🤖 AI Summary
This work proposes ToMAToMP, the first topological clustering method capable of handling multi-function inputs, addressing key limitations of the classical ToMATo algorithm. Traditional ToMATo relies on manual graph construction parameters, is sensitive to outliers, and supports only a single scalar function, rendering it unsuitable for multi-parameter settings. In contrast, ToMAToMP leverages multi-parameter persistent homology theory and employs an MMA decomposition to construct a parameter-free clustering pipeline that eliminates dependence on graph tuning. While preserving the robustness inherent in topological data analysis, ToMAToMP effectively overcomes ToMATo’s three main bottlenecks: graph dependency, outlier sensitivity, and single-function restriction. Experimental results demonstrate that ToMAToMP significantly outperforms both topological and non-topological clustering baselines across multiple datasets, achieving superior performance in both clustering quality and computational efficiency.
📝 Abstract
Topological clustering, and its main algorithm ToMATo, is a clustering method from Topological Data Analysis (TDA) which has been applied successfully in several applications during the last few years.

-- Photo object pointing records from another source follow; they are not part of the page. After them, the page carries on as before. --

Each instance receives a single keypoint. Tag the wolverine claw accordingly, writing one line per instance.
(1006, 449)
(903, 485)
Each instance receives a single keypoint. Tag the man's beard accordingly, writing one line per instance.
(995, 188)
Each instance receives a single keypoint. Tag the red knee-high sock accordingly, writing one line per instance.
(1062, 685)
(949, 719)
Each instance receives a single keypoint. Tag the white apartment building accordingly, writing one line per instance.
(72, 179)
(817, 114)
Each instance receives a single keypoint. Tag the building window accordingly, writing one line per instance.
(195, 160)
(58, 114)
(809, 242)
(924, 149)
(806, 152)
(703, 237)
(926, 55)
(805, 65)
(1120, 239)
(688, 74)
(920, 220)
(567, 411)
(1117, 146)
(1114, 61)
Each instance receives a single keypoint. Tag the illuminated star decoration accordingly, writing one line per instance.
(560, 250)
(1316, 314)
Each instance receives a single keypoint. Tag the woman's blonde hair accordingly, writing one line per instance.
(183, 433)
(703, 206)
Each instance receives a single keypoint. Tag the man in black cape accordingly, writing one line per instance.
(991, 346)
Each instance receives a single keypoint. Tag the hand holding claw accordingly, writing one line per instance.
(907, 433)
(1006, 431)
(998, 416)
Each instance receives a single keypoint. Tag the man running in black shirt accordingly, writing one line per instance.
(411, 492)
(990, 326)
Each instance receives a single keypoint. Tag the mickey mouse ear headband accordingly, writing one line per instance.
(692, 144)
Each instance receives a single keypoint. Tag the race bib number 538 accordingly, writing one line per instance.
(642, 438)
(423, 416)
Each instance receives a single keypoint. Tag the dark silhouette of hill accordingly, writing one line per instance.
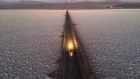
(128, 5)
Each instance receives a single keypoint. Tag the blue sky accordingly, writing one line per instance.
(73, 0)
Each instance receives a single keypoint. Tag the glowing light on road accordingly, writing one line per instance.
(71, 54)
(70, 45)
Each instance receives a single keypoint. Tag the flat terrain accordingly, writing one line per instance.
(30, 42)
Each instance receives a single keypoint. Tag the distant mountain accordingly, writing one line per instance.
(75, 5)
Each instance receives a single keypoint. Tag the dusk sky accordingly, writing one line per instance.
(72, 0)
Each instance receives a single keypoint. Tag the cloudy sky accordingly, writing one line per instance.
(71, 0)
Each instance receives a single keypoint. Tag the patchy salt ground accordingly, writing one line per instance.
(112, 41)
(29, 43)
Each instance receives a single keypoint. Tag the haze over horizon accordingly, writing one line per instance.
(67, 0)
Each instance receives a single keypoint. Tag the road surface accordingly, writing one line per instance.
(73, 62)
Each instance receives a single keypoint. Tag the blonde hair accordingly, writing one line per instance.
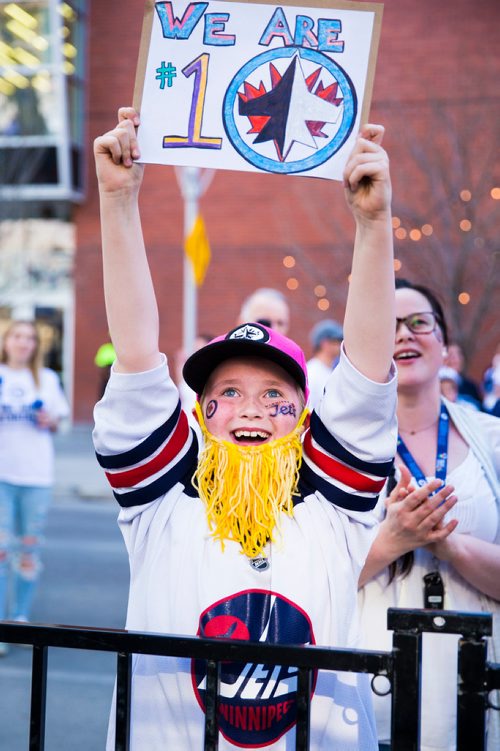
(34, 363)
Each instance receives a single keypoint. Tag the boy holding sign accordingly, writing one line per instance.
(262, 534)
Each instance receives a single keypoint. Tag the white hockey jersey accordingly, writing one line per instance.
(182, 582)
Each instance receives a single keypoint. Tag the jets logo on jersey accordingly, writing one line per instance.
(257, 702)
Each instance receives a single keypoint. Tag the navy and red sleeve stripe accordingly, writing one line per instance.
(338, 474)
(152, 468)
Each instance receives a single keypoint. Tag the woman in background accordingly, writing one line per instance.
(32, 404)
(432, 543)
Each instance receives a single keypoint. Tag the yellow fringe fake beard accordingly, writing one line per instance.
(246, 488)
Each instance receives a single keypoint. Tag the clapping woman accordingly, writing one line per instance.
(438, 543)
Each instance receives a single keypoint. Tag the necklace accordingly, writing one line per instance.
(419, 430)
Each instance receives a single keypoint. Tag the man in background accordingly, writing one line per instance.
(325, 337)
(268, 307)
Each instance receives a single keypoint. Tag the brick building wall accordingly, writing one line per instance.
(438, 63)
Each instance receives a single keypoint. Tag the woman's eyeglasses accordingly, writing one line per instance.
(419, 323)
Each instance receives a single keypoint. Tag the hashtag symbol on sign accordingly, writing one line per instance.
(166, 73)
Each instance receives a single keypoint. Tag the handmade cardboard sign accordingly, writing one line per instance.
(255, 86)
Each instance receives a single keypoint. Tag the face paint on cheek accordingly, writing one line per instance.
(283, 408)
(211, 409)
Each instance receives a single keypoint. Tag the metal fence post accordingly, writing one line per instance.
(472, 694)
(123, 696)
(38, 698)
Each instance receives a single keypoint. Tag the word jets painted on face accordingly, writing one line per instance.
(289, 110)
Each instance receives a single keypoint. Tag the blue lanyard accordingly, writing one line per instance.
(441, 455)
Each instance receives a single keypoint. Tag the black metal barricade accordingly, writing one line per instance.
(401, 666)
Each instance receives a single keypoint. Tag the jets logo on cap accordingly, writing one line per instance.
(249, 331)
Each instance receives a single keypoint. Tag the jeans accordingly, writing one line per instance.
(23, 512)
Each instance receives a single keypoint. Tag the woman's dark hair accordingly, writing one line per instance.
(434, 302)
(404, 564)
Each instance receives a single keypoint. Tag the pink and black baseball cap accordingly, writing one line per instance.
(246, 340)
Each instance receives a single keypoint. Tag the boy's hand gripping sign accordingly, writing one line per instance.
(255, 86)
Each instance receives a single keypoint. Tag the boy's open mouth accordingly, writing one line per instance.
(251, 437)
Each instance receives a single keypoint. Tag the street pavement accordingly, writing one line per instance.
(84, 583)
(76, 469)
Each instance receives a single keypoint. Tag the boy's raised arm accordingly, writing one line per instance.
(369, 325)
(128, 288)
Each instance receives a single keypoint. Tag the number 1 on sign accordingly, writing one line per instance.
(194, 139)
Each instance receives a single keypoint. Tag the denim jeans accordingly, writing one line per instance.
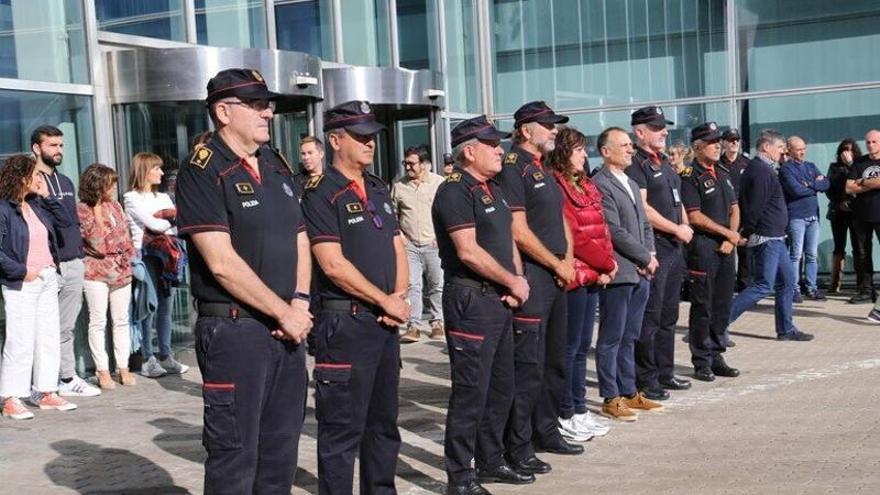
(424, 265)
(804, 235)
(582, 303)
(161, 319)
(772, 270)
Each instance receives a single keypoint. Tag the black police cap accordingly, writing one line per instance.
(707, 131)
(242, 83)
(652, 115)
(537, 111)
(355, 116)
(477, 127)
(731, 134)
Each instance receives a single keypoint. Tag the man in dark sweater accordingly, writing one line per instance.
(764, 221)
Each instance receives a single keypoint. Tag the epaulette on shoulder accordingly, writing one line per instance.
(313, 182)
(201, 157)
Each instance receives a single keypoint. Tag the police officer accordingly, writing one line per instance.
(483, 271)
(362, 281)
(540, 332)
(711, 204)
(660, 187)
(250, 269)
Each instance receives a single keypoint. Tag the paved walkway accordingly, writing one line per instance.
(803, 418)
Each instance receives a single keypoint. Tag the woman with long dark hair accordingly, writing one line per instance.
(840, 207)
(29, 277)
(594, 267)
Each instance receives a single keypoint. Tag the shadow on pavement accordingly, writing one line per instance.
(89, 468)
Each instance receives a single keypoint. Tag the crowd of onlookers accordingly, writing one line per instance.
(56, 251)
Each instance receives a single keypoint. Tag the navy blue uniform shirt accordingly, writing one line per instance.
(216, 192)
(711, 193)
(529, 187)
(335, 213)
(463, 202)
(663, 186)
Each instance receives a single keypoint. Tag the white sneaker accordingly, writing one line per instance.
(588, 422)
(173, 366)
(570, 430)
(152, 368)
(77, 387)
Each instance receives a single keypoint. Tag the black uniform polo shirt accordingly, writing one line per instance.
(463, 202)
(711, 194)
(529, 187)
(663, 186)
(216, 192)
(334, 212)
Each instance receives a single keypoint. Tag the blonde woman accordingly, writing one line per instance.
(109, 251)
(152, 212)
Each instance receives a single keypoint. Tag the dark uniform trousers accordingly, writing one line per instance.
(357, 373)
(255, 396)
(711, 276)
(655, 349)
(540, 337)
(480, 341)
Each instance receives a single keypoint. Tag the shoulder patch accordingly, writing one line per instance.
(202, 157)
(313, 181)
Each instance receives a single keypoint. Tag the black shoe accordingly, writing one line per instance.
(655, 393)
(531, 465)
(704, 374)
(861, 298)
(562, 448)
(469, 488)
(675, 384)
(504, 474)
(796, 336)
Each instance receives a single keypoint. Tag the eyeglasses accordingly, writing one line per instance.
(374, 215)
(256, 105)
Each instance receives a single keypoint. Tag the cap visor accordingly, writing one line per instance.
(365, 128)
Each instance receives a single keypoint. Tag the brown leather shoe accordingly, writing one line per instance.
(411, 335)
(643, 403)
(437, 332)
(126, 378)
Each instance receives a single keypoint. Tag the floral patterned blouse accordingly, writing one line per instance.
(107, 243)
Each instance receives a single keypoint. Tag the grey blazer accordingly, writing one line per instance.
(631, 233)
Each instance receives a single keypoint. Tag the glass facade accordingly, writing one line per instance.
(43, 41)
(152, 18)
(305, 26)
(239, 23)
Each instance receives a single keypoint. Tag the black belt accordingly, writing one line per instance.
(483, 285)
(355, 306)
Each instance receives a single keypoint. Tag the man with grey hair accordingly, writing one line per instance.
(764, 221)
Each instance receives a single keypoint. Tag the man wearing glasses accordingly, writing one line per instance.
(362, 281)
(250, 280)
(412, 197)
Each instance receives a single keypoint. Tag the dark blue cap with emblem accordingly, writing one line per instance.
(707, 131)
(537, 111)
(476, 128)
(247, 84)
(651, 115)
(355, 116)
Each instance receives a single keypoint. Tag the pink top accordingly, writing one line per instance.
(39, 255)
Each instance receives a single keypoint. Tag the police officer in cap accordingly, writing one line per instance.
(362, 282)
(250, 269)
(540, 325)
(660, 187)
(484, 280)
(711, 204)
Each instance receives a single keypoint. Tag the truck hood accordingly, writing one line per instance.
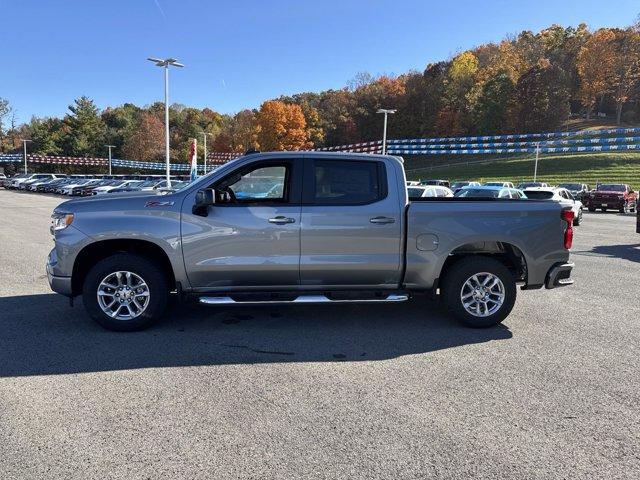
(119, 201)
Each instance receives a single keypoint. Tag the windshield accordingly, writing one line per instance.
(611, 187)
(571, 186)
(538, 194)
(478, 193)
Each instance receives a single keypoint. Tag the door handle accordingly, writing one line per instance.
(382, 220)
(280, 220)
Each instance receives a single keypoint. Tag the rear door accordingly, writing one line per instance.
(351, 224)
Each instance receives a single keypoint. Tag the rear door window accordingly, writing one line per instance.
(336, 182)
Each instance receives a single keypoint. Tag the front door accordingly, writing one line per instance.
(251, 236)
(351, 225)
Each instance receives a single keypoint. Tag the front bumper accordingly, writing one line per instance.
(58, 284)
(559, 275)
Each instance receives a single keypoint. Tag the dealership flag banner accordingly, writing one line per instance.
(193, 157)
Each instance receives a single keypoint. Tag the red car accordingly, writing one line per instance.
(613, 196)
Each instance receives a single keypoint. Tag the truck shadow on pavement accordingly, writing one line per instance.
(624, 252)
(43, 335)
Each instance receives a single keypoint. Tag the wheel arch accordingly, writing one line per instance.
(94, 252)
(506, 252)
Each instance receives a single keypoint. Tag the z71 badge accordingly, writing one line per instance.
(156, 203)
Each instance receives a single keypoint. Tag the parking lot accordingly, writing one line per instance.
(392, 391)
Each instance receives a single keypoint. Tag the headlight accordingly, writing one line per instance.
(60, 221)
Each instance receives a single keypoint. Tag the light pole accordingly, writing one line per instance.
(24, 149)
(166, 63)
(110, 147)
(204, 134)
(386, 112)
(535, 168)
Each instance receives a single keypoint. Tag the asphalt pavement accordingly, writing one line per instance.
(391, 391)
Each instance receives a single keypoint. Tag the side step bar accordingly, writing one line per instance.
(302, 299)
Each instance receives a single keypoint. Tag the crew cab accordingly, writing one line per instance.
(613, 196)
(304, 227)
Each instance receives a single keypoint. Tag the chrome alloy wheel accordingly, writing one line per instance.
(482, 294)
(123, 295)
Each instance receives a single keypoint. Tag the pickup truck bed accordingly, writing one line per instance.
(303, 227)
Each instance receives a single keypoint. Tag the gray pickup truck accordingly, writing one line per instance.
(304, 227)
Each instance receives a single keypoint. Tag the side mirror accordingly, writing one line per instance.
(204, 198)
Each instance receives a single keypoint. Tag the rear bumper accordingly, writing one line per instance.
(559, 276)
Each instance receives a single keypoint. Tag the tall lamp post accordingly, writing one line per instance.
(24, 150)
(386, 112)
(166, 63)
(535, 168)
(204, 134)
(110, 147)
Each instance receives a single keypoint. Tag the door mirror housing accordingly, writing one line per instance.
(204, 198)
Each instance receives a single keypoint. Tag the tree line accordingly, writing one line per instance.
(525, 83)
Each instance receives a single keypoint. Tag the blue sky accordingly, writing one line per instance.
(240, 53)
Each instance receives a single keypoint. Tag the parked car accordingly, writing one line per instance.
(613, 196)
(35, 178)
(423, 191)
(88, 189)
(441, 183)
(579, 191)
(17, 179)
(33, 186)
(350, 235)
(499, 184)
(117, 184)
(458, 185)
(560, 195)
(532, 184)
(45, 186)
(489, 191)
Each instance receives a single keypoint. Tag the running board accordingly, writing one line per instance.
(302, 299)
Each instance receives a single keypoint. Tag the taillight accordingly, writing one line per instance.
(567, 216)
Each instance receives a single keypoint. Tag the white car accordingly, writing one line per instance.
(81, 182)
(122, 184)
(36, 177)
(429, 191)
(560, 195)
(499, 184)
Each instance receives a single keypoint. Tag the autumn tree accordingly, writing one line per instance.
(146, 142)
(595, 64)
(541, 99)
(85, 128)
(281, 127)
(5, 111)
(626, 68)
(490, 109)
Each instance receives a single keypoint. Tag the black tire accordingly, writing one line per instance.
(154, 277)
(463, 270)
(578, 220)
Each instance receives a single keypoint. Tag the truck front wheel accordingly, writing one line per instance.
(479, 291)
(125, 292)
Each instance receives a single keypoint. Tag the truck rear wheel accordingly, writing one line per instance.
(479, 291)
(125, 292)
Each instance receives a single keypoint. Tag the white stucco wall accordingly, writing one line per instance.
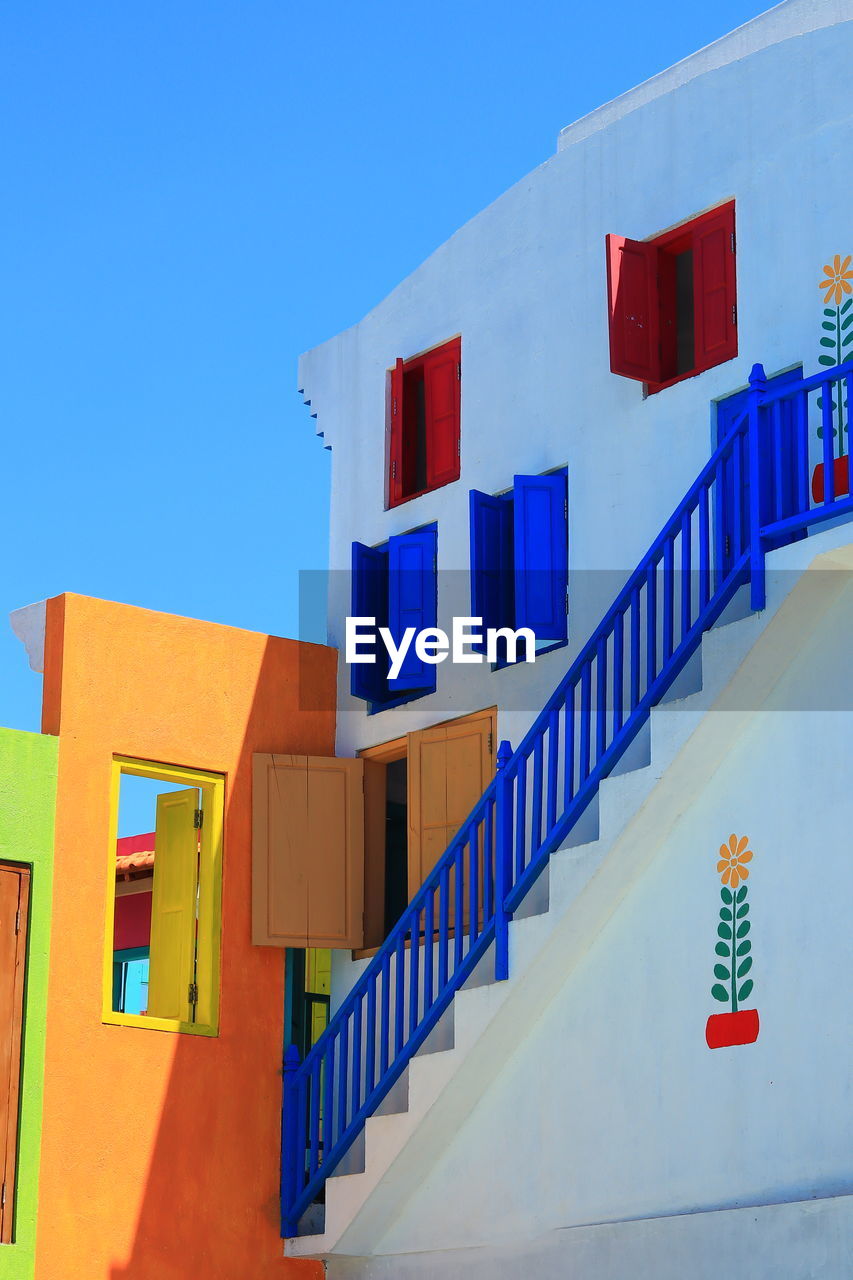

This is due to its high versatility, as clusters are detected from the persistent components in the sublevel sets of any user-defined function (gene expression, pixel values, etc), and efficiency, as topological clustering enjoys robustness guarantees. However, ToMATo is also limited in several ways. First, a graph on the data points needs to be provided as a hyper-parameter of the method (whose fine-tuning is left to the user). Second, ToMATo is known to be very sensitive to outlier values in the function range. Finally, and most importantly, ToMATo can only handle one function at a time, whereas it is critical to use several functions in various applications. In this article, we introduce ToMAToMP: the first topological clustering method able to handle several functions at the same time with theoretical guarantees. More specifically, we leverage a recent tool from multi-parameter persistent homology, called MMA decomposition, to design our clustering algorithm, and prove that it enjoys robustness properties. As corollaries, we show that it can be used to make ToMATo independent of graph tuning, and robust to outliers. Finally, we provide a set of numerical experiments showcasing the efficiency and quality of the clusterings produced by ToMAToMP, by showing strong improvement over non-topological and topological baselines for various datasets.